Script Shell Et Ansible : Arguments Dynamiques En Boucle
Salut les gars ! Aujourd'hui, on va plonger dans un truc super cool avec Ansible : utiliser la puissance des scripts shell pour alimenter dynamiquement vos arguments Ansible, le tout dans une boucle. C'est comme donner un coup de pouce à vos playbooks pour qu'ils soient plus intelligents et plus adaptables. On va décortiquer ça étape par étape, et vous allez voir, c'est pas sorcier !

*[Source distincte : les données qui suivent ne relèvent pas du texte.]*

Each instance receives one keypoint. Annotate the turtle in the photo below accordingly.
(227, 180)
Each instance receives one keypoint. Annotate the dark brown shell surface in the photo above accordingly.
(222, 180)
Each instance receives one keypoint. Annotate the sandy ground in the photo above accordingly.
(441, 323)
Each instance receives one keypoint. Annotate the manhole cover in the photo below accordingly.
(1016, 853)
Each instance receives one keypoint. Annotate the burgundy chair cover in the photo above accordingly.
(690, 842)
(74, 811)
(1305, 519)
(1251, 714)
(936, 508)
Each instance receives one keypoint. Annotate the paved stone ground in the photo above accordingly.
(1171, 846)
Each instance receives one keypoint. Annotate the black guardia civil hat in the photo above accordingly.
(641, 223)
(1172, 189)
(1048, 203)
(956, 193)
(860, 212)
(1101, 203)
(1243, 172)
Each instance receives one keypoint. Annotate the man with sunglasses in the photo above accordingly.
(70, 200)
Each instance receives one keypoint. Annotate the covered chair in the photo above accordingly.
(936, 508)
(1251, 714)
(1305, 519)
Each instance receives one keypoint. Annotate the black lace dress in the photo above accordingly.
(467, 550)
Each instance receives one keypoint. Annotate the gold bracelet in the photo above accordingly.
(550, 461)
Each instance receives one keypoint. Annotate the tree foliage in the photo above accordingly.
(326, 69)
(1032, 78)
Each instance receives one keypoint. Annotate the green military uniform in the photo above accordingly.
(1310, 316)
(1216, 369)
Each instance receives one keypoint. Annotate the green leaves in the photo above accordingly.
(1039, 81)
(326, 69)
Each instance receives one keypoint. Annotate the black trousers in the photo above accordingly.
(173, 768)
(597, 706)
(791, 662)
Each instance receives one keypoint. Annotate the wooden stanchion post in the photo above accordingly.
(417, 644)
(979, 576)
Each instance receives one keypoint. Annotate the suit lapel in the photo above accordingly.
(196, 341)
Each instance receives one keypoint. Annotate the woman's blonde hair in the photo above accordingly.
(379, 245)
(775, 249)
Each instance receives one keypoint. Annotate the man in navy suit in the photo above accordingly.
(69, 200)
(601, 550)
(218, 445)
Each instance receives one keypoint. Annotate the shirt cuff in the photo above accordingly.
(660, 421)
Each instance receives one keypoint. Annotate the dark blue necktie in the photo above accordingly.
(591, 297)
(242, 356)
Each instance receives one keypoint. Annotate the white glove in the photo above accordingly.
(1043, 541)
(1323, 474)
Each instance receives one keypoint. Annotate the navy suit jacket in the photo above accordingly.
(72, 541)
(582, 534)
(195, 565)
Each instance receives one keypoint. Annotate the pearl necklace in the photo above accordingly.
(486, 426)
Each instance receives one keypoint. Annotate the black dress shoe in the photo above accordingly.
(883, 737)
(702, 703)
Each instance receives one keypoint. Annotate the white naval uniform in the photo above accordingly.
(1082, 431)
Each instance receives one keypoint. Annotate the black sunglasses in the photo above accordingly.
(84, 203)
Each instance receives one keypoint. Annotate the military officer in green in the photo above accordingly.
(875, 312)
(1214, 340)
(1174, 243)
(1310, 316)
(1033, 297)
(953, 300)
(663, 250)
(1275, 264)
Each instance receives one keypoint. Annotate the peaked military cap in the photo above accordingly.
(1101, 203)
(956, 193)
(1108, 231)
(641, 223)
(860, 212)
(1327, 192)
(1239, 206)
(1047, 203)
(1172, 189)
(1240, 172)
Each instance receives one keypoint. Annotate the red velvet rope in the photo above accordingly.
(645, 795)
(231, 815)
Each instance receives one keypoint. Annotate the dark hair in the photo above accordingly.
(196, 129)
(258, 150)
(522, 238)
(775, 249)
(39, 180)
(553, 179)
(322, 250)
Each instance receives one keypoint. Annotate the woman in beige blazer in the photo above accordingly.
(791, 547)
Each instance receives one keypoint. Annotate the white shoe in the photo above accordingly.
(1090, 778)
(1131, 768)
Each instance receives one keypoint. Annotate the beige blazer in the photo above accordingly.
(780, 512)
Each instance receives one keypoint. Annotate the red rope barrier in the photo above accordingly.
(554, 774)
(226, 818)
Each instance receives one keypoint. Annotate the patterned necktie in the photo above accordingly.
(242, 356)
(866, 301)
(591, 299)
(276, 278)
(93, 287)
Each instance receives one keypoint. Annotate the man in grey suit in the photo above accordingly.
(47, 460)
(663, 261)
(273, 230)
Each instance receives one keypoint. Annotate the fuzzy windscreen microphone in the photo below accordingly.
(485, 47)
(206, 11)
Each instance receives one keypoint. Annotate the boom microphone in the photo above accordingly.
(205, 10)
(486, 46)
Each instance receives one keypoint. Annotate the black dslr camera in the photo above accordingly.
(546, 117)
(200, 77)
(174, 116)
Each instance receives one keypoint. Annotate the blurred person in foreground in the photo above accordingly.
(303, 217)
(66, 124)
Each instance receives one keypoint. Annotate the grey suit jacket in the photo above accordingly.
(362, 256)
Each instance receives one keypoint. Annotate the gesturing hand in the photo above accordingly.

L'Art d'Injecter des Données Dynamiques dans Ansible
Vous savez, les gars, l'un des aspects les plus puissants d'Ansible, c'est sa capacité à automatiser des tâches répétitives sur de nombreuses machines. Mais parfois, les données dont vous avez besoin pour ces tâches ne sont pas statiques. Elles peuvent changer, elles peuvent dépendre de l'état actuel de votre système, ou elles peuvent même provenir de la sortie d'un autre outil. C'est là que notre astuce du jour entre en jeu. Imaginez que vous ayez besoin de redimensionner des partitions de disque, mais que les identifiants de ces disques (comme les UUID) ne soient pas connus à l'avance. Ou peut-être que vous devez créer des utilisateurs dont les noms proviennent d'un fichier texte dynamique. C'est exactement le genre de scénario où l'on veut utiliser la sortie d'un script shell comme argument pour une tâche Ansible, surtout quand on doit répéter cette opération sur plusieurs éléments grâce à une boucle. L'exemple que nous allons explorer concerne le redimensionnement de systèmes de fichiers XFS, où l'identifiant du disque (dev) n'est pas fixe. On utilise une variable disks qui est une liste, et pour chaque élément de cette liste, on veut appliquer une tâche de redimensionnement. Mais si, au lieu d'avoir une liste pré-définie, on devait d'abord récupérer la liste des disques à redimensionner via un script shell ? C'est là que ça devient vraiment intéressant et que la flexibilité d'Ansible brille. On ne se contente plus d'exécuter des commandes ; on construit des flux de travail intelligents qui s'adaptent à leur environnement. Pensez à toutes les possibilités ! Cela ouvre la porte à des automatisations bien plus complexes et robustes, capables de gérer des environnements IT hétérogènes et évolutifs sans avoir à modifier manuellement vos playbooks à chaque petite variation. C'est la promesse d'une infrastructure véritablement auto-gérante et auto-adaptative, un rêve pour tout administrateur système, n'est-ce pas ? Alors, restez connectés, car on va mettre les mains dans le cambouis pour y arriver.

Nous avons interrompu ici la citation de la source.